Monday, February 21, 2011

What I Learned From the Crawfish

Normally I blog about making visual art or music rather than other creative enterprises, but today...well, you'll see.

On Friday I couldn't resist buying a bag of frozen crawfish at the local supermarket.  Whole cooked crawfish, in Cajun spices, 5 pounds for $7.99. From Texas.  Such a deal!  I was really excited because I really like crawfish and was really enthusiastic about cooking some. (Don't start laughing yet.)

So, we are in the middle of replacing the windows in our house and my job is sanding and preparing the window sills while J.A. stains and finishes the new sashes.  Hence our kitchen is a mess and not really fit to cook anything in.  AND, we'd spent the weekend at a Scandinavian dance and music workshop, so we'd already been plenty creative.  But, last evening after we got home from the workshop I decided to get involved with the crawfish, cleaned up a corner to work in, and started in on making an etoufee.

Where do you begin?  You put the rice on.  You make a roux. Then you get the bag out of the freezer and open it.  Gulp.  Well, it did say whole crawfish.


My parents are from Louisiana, and I was born there, too.  I've eaten crawfish in Louisiana, in various forms, and I like it.  I've cooked etoufee before, but with langostino which is the closest thing we can usually get to crawfish here in California.  Langostino is always peeled and deveined, so you just pop it into the pot.  I was really looking forward to this, but I've never before encountered the whole beast and couldn't imagine that you would want to fish the whole thing (ha, ha) out of your gravy and take it apart at the table.  So I separated the heads and set them aside to make a bouillon and then I threw the tails into the etoufee. It was starting to look good, so I served it up and selected a nice light beer to go with.

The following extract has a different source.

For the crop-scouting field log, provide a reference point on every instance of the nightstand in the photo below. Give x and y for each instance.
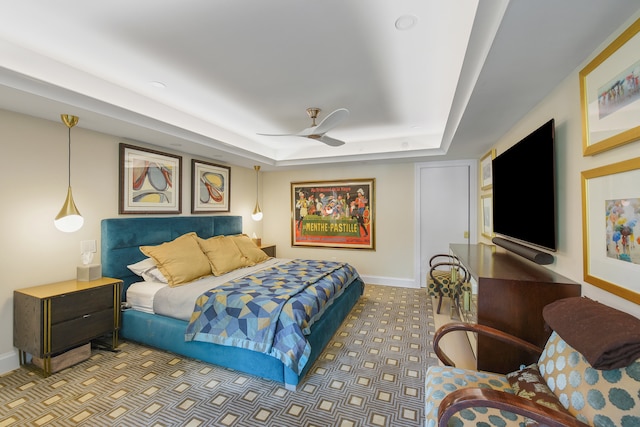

J.A. was game for the challenge of removing the meat from the tails, and he really enjoyed the dish.  I found the etoufee gravy over rice to be scrumptious, but the crawfish meat had an aftertaste that I found less than appealing.  I'm not so sure I like the smell of the broth, either, but we'll reserve judgment about that.

Here's the math...I bought 5 pounds of crawfish for $7.99 (or $1.59 per pound).  Sounds pretty good, right? But, given that crawfish are about 80% head, that means that only about one pound of crawfish tails were in the bag.  We used about 1/4 of the bag for this experiment and the rest is destined to become fertilizer.  So if you look at the amount that was actually eaten (about 1/4 pound), that makes the actual cost more like $31.96 per pound. 

Considering you can buy frozen Louisiana crawfish tails (deveined and peeled, for goodness sake) on line for $16.99 per pound plus shipping, there may be a moral here somewhere about impulse purchases.

On the other hand...
  • we got an evening's entertainment out of it;
  • we affirmed our spirit of adventure;
  • I have a husband who loves me and is amused rather than upset by cooking misadventures;
  • nothing ventured, nothing gained...would you rather have tried and failed or would you rather never take a risk?
  • for every good creation there are any number of failed experiments, but we learn from each endeavor.